COPLEY, Ohio — A nonprofit that provides care bags filled with gifts and thoughtful messages for newly-diagnosed cancer patients is in need of volunteers.
Stage 4 Ministry, which operates out of St. Luke's Anglican Church in Copley, was created four years ago by former nurses Pam Harris and Sherry Petryszyn. Both women faced stage 4 cancer battles. Petrysyn died in 2021.
Harris said doctors discovered she had breast cancer after she was in a car accident and an MRI revealed the disease.
"Funny that you could say that a car accident was a good thing, but in my case, I thank God for that car accident," Harris said.
Harris told News 5 that Sherry and her wanted to give back to people who helped them, so they started making cards at a kitchen table for others facing cancer.
It blossomed into Stage 4 Ministry and a mission to fill and deliver handmade care bags. To date, nearly 2,000 of the bags have been handed out to cancer patients at hospitals.
"What we want people to know is that there's hope after a cancer diagnosis," Harris said. "I'm four years past a stage 4 diagnosis and you just work around it. You just live your life around it and there's hope."
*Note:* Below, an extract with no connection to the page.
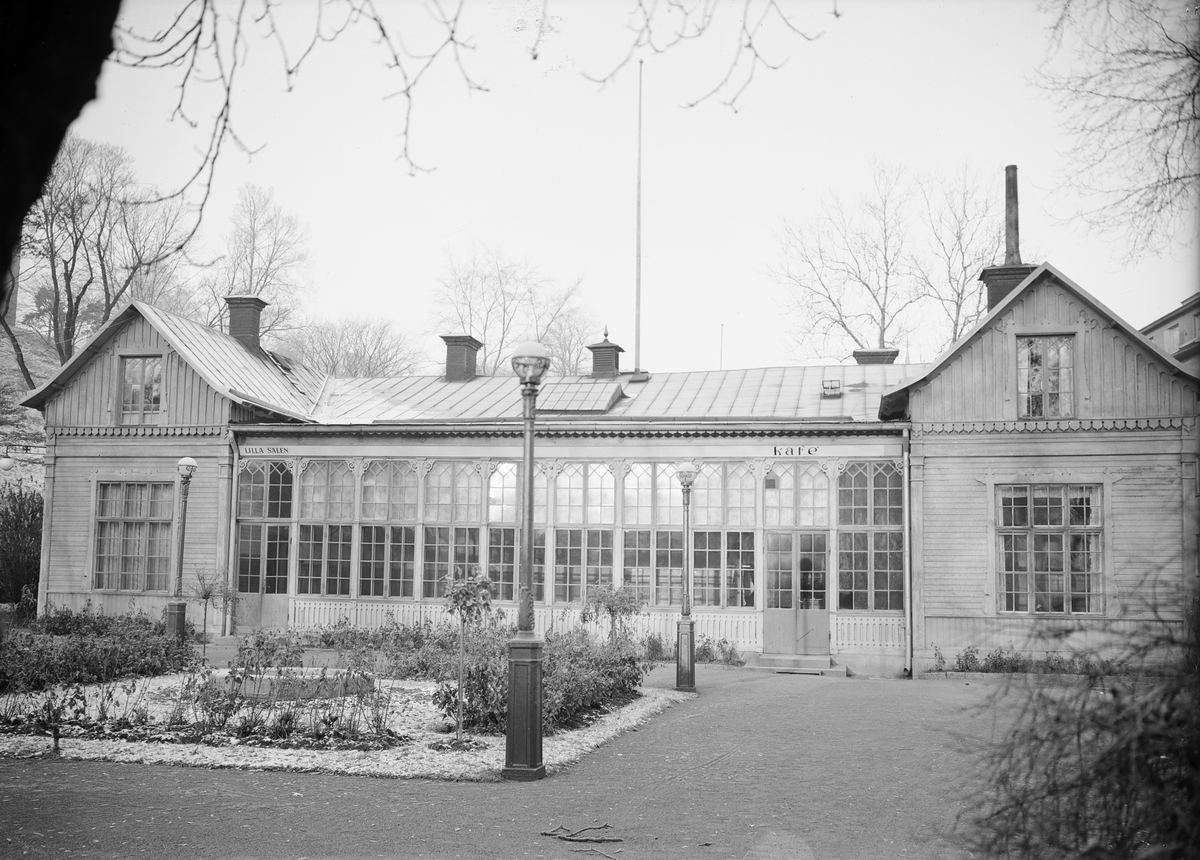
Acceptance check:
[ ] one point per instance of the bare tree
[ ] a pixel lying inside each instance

The bags include handwritten tips to help patients along the journey, like drink hot liquids when cold, use a heated blanket and rest when feeling tired.
Volunteers— some who have faced cancer and others who have relatives with cancer— also write out encouraging notes.
Part of the note reads, "This journey can feel lonely and frightening, but you are not alone. We may have never met, but we are bonded through this common experience, and we hold you close to our hearts. We have been where you are."
All of the gifts that are placed in the care bags are paid for through donations. That includes blankets, socks, hats, water bottles, puzzle books, journals and other personal items.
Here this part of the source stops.